Last night I dreamed it was my job to vacuum all the dead needles that have rained down from the big Douglas firs around our house. Never have they shed like this before. There are small drifts of them everywhere. And it was my job to vacuum them. I didn’t know where to begin.
the party’s over
we had a good time
we danced on the tables midnight til dawn
til all the time was up and the good stuff gone
Do you ever have the feeling that the party’s over? This morning, swimming, I thought of Eliza Gilkyson’s song of that title, from her album Beautiful World. I thought of all the fires in our province, and down the Coast as far as Mexico.

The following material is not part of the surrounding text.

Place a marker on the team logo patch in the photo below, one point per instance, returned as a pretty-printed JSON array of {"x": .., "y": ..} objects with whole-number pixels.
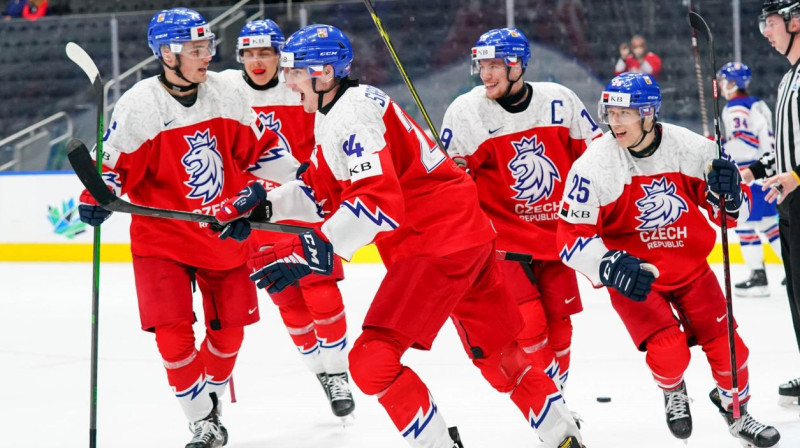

My favourite places–Lytton, Ashcroft, Spences Bridge, Walhachin, the communities on Highway 97 north (Flat Lake, Canim Lake, Lone Butte) and south, east (Westwold, Monte Creek, Sicamous)–threatened or burning or gone.
we burned all the kindling, passed the bottle around
watched the last coals dwindling
and the ice melting down
We can’t say we didn’t know. Scientists have been reporting the climate crisis for years now. Crisis, emergency: we’re here. A few weeks ago, our thermometer hit 39 degrees. Friends up the highway said theirs recorded over 40. This is the temperate west coast, home of rainforests, an abundance of water, salmon. Our gooseberries cooked on the bush. The Douglas firs began to turn orange, not so much from drought–they can withstand some dry spells–but from the sustained heat. Billions of tidal creatures died on the shores in the heatwave.
the party’s over, we had a blast
brought in the lawyers to cover our ass
left a note for the children to clean up the mess
the party’s over
I dreamed it was my job to vacuum the fir needles and I didn’t know where to begin.